Formal notice and termination of contract: where the notice of default is useless, it is not a precondition for termination of the contract

Termination of the contract for breach directly affects the obligations arising from the contract. Termination then presupposes a breach (a failure to perform or defective performance of the contract) and formal conditions (referred to in Article 1224 of the French Civil Code): the termination must result either from a termination clause or from a notification to the debtor. Such termination of the contract is thus subject to a prior notice, except in exceptional cases.

In the present case, a commercial lease agreement is concluded between two companies. One year after the conclusion of the lease, the tenant vacates the premises and ceases to pay the rent. The cause for termination is formally notified as being the fact that the manager of the lessor engaged in incongruous behavior by trespassing on the tenant’s premises and engaging in inappropriate interactions with the employees of the tenant.

The lessor claims the payment of rents subsequent to the departure of the tenant company, while the tenant claims that the payment of rents ceased as soon as the tenant left the premises. The appellate judges upheld the tenant claims.

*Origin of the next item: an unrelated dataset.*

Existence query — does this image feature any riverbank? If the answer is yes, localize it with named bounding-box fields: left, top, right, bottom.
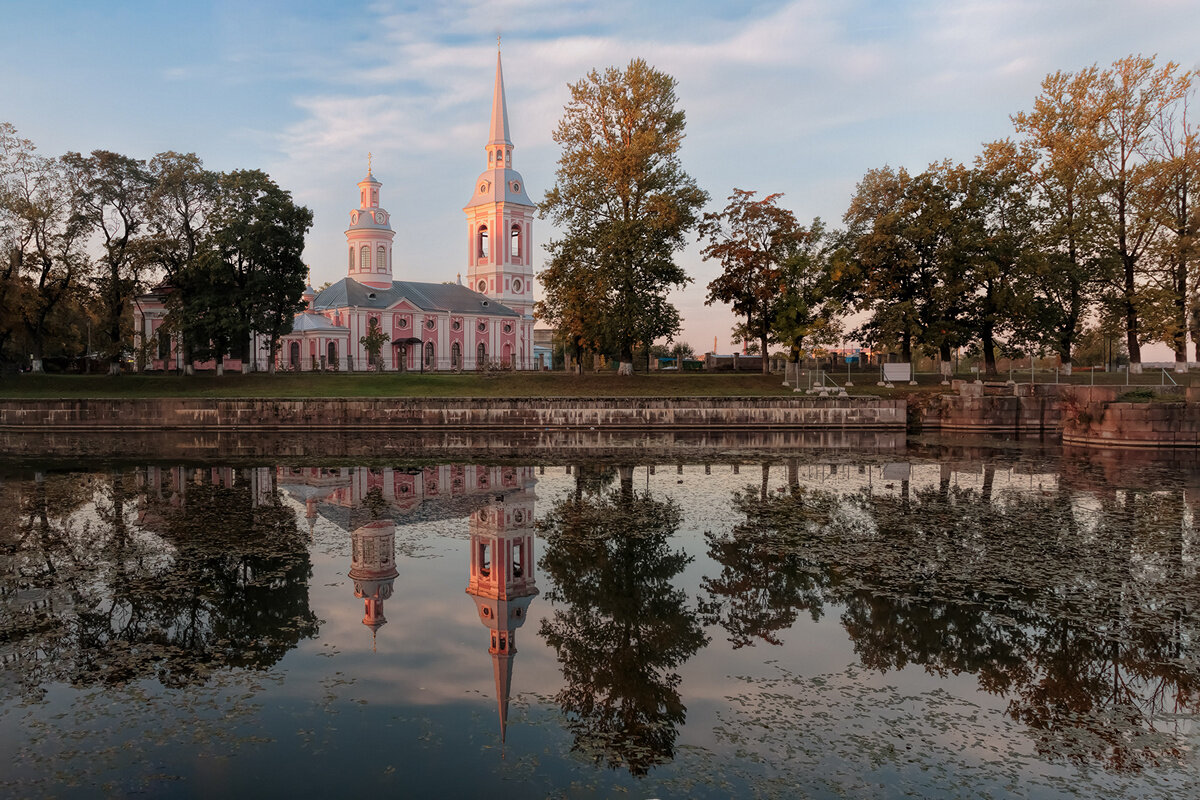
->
left=0, top=395, right=906, bottom=432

The lessor filed a recourse to the Court of Cassation, arguing that the requirement of prior notice had not been met: in fact, Article 1226 of the French Civil Code requires prior notice except in cases of urgency; however, in the present case the tenant had not previously given notice to the lessor, nor had it shown an urgency that would justify the absence of such notice.

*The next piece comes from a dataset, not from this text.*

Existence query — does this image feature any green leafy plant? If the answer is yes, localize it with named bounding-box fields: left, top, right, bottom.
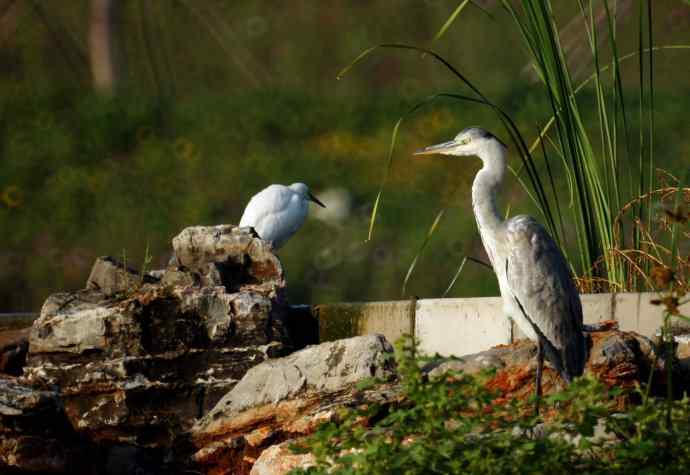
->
left=291, top=338, right=690, bottom=475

The Court of Cassation dismissed the recourse: in accordance with its previous case law (Com., 18 October 2023, No. 20-21.579), it held that prior notice was not necessary when it was in fact useless: the lessor’s manager’s misconduct was very serious and did not allow the contract to continue (inappropriate behavior with the tenant’s employees). A formal notice is therefore not necessary where the seriousness of the contractor’s conduct makes it impossible to continue the relationship.

A. PEDROT and G. APOSTOL

Reference
Fr. Court of cassation, Third Civil division, 25 Jan. 2024, Case No. 22-16.583, Not released for official publication.